3. Gasaustritt verhindern: Proben der Blutgasanalyse entnehmen. Bei der Blutentnahme darf in der Spritze keine Kavitation auftreten. Verwenden Sie ein kleines Gummi, um die Nadel unmittelbar nach dem Herausziehen abzudichten, um die Luft zu isolieren. Weil der Sauerstoffpartialdruck in der Luft höher ist als der von arteriellem Blut und der Kohlendioxidpartialdruck niedriger ist als der von arteriellem Blut; Bei der Messung der Kohlendioxid-Bindungskraft sollte der Blutprobenbehälter ebenfalls dicht verschlossen werden, um einen längeren Kontakt zwischen Blut und Luft zu vermeiden, der die Testergebnisse beeinflussen würde.

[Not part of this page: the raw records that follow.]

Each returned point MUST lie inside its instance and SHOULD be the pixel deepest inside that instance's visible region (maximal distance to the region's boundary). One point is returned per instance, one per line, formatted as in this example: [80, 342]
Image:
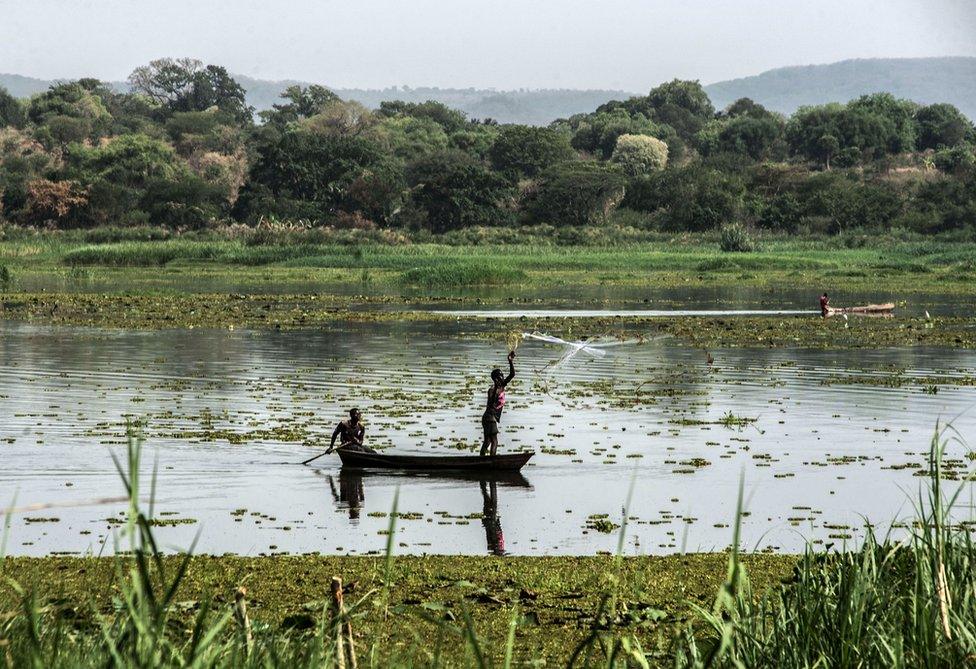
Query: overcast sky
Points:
[622, 44]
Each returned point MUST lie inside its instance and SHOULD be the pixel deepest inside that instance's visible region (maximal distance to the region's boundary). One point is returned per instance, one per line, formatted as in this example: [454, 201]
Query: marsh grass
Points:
[893, 603]
[908, 602]
[471, 273]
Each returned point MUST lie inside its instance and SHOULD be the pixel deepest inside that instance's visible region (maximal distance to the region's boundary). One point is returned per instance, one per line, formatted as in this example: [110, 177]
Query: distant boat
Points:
[886, 308]
[467, 463]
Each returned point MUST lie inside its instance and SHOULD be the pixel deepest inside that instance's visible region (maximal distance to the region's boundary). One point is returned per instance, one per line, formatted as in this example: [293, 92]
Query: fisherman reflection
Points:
[350, 492]
[489, 518]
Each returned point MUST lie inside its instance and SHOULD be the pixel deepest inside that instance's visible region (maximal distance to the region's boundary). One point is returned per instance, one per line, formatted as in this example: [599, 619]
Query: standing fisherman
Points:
[352, 432]
[496, 402]
[824, 305]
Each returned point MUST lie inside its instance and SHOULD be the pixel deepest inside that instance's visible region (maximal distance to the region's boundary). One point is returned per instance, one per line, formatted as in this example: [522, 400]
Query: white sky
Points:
[625, 44]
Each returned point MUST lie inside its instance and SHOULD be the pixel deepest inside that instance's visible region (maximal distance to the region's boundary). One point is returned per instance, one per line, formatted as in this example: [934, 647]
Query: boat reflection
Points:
[349, 494]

4. Verhindern Sie Zersetzung und Selbstveränderung: Senden Sie das Blut so schnell wie möglich nach der Blutentnahme zur Untersuchung ein. Da einige chemische Bestandteile im Blut nach in vitro leicht zersetzt werden, ändert sich ihr Gehalt, wie z. B. Blutzucker- und Enzymbestimmung, über einen langen Zeitraum, aufgrund der Glykolyse von Blutzellen, kann der Blutzucker verringert und die Enzymaktivität verringert werden verändert sein. Einige chemische Komponenten sind innerhalb und außerhalb der Zelle unterschiedlich suspendiert. Bei zu langer Isolationszeit ändert sich die Konzentration innerhalb und außerhalb der Küvette, was das Bestimmungsergebnis beeinflusst. Wie Kreatinkinase, Laktatdehydrogenase, Elektrolyte usw.
5. Vermeidung von Umweltverschmutzung: Für einige Inspektionsgegenstände gelten strenge Anforderungen, und die Blutentnahmegeräte und Probenbehälter müssen chemisch gereinigt werden. Bei Gegenständen wie Blutammoniak, Kupfer, Zink, Eisen usw. beeinträchtigt eine leichte Verschmutzung die Ergebnisse, da ihr Gehalt extrem niedrig ist. Bei der Messung von Amylase muss eine Kontamination mit Speichel verhindert werden, da Speichel eine große Menge Amylase enthält und eine Verschmutzung zu einem Anstieg der Pseudo-Amylase führt.
6. Hämolyse verhindern: Führen Sie verschiedene biochemische Tests durch, um das Platzen von Blutzellen und Hämolyse zu verhindern. Die intrazellulären und extrazellulären Konzentrationsänderungen aufgrund von Hämolyse können durch Erhöhung von Kalium, Bilirubin, Chlorid, anorganischem Phosphor, ALT, AST, LDH usw., Calcium, AKP usw. verringert werden, und die Hämolyse stört den Reaktionsablauf einiger Experimente: z Beispielsweise kann Hämoglobin die Aktivität von Lipase direkt hemmen und Lipase reduzieren. Hämolyse kann Experimente mit einem roten Endpunkt der Farbreaktion beeinflussen, wie z. B. die enzymatische Bestimmung von Blutzucker, Cholesterin, Triglyceriden, die Diazoniumreaktion von Bilirubin und die Diacetoxim-Methode von Harnstoff.